$50 million funder collaborative launched for care infrastructure
Eight national foundations have announced the launch of a five-year, $50 million fund aimed at building a comprehensive, publicly supported care infrastructure.
Housed at Rockefeller Philanthropy Advisors, the Care for All with Respect and Equity (CARE) Fund will support a broad-based movement for care that includes paid leave, child care and early education, long-term services and supports for older adults and people with disabilities, and high-quality jobs for all care workers. With commitments from the Ford, Heising-Simons, Open Society, Robert Wood Johnson, and W.K. Kellogg foundations, as well as the Perigee Fund, Pivotal Ventures, and Charles and Lynn Schusterman Family Philanthropies, the funder collaborative will invest in efforts to amplify the voices of care providers and consumers; advocacy and organizing aimed at ensuring access to high-quality, universally affordable care and services; the implementation of new policies and investments at the community level, with a focus on low-income families and people of color; efforts to secure a living wage and benefits for immigrant and women of color care workers; and efforts to redefine care work and services as a permanent public good worthy of public and private financing and long-term investments.

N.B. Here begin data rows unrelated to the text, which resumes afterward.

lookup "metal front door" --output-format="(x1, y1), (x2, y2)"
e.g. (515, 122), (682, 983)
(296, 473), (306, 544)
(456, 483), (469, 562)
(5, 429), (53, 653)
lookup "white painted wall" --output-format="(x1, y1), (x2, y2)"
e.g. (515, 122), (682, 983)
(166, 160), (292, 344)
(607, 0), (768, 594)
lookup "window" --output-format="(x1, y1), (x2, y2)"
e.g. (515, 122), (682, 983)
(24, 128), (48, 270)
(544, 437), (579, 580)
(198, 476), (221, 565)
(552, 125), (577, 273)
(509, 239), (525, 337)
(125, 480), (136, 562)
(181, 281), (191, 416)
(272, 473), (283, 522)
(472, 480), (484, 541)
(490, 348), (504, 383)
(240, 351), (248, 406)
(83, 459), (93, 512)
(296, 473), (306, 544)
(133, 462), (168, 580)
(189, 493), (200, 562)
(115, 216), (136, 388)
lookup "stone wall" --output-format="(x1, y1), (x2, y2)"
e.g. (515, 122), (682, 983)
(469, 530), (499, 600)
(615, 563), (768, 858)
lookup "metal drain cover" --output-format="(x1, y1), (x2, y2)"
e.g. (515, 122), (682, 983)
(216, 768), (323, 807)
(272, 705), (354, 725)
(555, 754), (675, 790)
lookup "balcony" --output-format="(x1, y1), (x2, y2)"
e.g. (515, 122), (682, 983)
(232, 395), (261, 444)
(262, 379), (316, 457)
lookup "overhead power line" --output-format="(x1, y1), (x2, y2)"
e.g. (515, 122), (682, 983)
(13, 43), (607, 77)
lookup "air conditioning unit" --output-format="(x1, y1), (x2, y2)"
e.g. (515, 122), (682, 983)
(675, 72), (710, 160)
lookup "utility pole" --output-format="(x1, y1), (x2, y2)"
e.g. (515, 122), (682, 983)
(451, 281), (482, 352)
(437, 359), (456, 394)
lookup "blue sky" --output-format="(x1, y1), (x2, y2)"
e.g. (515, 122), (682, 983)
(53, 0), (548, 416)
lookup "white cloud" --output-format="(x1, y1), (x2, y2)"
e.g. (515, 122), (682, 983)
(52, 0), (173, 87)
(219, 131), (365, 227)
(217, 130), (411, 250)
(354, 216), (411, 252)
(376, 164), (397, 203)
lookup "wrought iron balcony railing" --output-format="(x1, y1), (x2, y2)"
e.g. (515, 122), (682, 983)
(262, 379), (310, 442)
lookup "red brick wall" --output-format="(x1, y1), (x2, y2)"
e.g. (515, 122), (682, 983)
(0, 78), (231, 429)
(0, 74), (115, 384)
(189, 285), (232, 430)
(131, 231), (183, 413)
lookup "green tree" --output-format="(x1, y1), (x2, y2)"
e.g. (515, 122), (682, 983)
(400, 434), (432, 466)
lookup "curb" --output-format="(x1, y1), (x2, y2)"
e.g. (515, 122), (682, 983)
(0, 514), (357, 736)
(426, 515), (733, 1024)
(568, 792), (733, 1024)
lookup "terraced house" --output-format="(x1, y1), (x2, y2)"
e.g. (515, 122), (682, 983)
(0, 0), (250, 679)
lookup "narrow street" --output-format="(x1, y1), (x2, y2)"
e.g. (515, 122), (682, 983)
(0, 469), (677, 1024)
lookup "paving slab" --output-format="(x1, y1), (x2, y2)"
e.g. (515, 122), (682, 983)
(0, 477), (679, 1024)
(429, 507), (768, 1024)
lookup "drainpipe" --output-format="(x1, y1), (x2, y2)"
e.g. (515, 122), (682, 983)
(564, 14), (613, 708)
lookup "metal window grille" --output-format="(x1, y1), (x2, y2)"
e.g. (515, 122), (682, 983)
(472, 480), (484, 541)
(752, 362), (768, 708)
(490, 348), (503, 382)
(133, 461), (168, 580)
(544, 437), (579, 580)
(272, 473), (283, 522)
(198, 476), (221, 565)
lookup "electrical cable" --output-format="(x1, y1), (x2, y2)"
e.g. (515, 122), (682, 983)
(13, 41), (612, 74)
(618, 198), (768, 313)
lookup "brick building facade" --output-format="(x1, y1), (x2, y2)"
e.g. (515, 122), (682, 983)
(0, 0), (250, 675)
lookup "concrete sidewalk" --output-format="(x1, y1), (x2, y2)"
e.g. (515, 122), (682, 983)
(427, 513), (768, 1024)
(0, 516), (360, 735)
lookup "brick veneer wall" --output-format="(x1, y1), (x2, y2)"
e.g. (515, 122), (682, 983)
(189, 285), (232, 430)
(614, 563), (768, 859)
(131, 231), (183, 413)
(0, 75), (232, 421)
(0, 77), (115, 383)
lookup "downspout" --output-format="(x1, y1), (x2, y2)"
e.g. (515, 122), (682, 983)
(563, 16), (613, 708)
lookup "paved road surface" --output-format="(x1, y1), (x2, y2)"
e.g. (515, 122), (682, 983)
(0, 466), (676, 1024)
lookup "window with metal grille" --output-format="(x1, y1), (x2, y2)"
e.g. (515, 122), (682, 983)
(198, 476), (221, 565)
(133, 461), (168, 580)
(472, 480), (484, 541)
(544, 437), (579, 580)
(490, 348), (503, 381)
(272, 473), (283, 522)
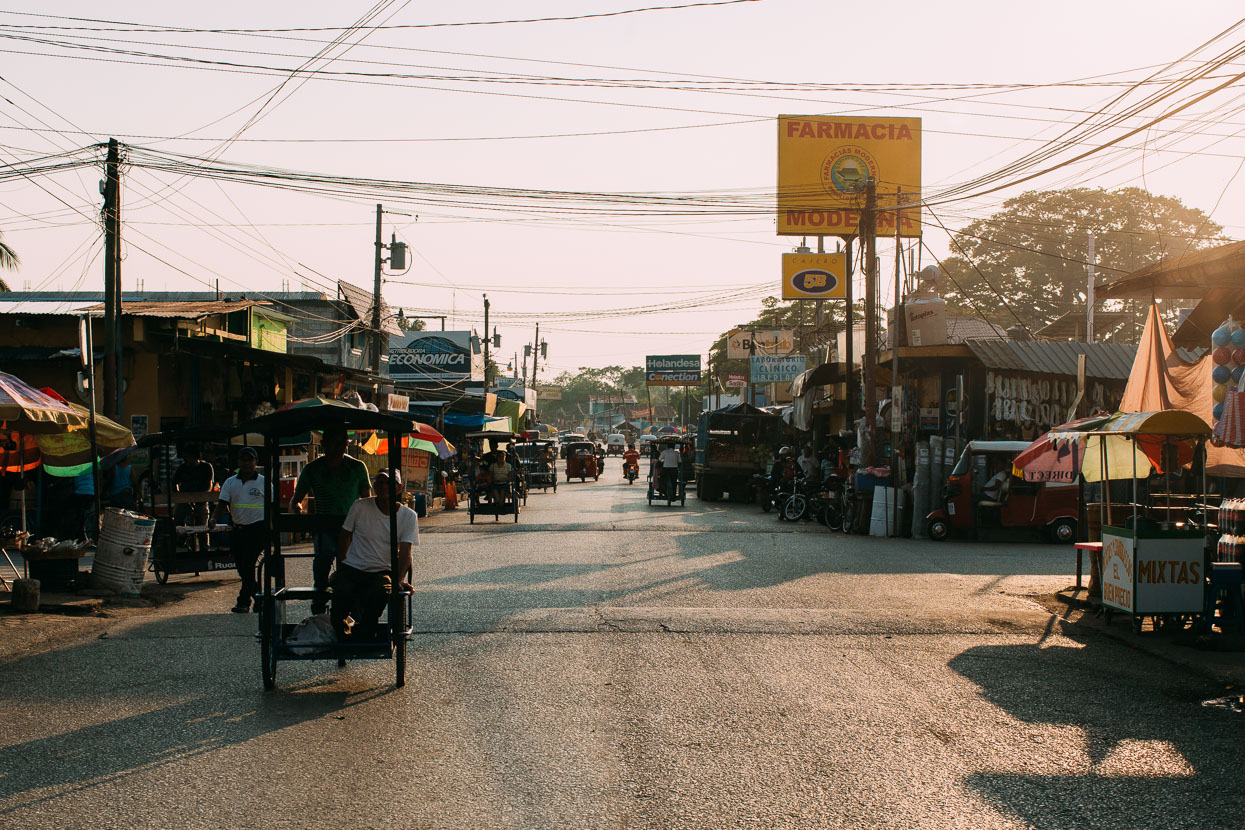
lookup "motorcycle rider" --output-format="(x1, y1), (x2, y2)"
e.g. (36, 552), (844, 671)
(623, 443), (640, 477)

To date, the fund has awarded $2.5 million in rapid response grants in support of advocates who are working to hone their strategies and build a broader, more powerful movement for care. Grant recipients include the Care Can't Wait campaign, Paid Leave for All, and the Childcare for Every Family Network.
"At the W.K. Kellogg Foundation, children are at the heart of everything we do," said WKKF president and CEO La June Montgomery Tabron. "Comprehensive, bold investments in what children and families of color need to be healthy and economically secure are necessary for lasting, transformational change to happen. The CARE Fund is uniquely positioned to do just that, bringing together a breadth of funders focused across issues of health, racial and gender equity, early childhood, and worker justice to secure an economy that honors and values care."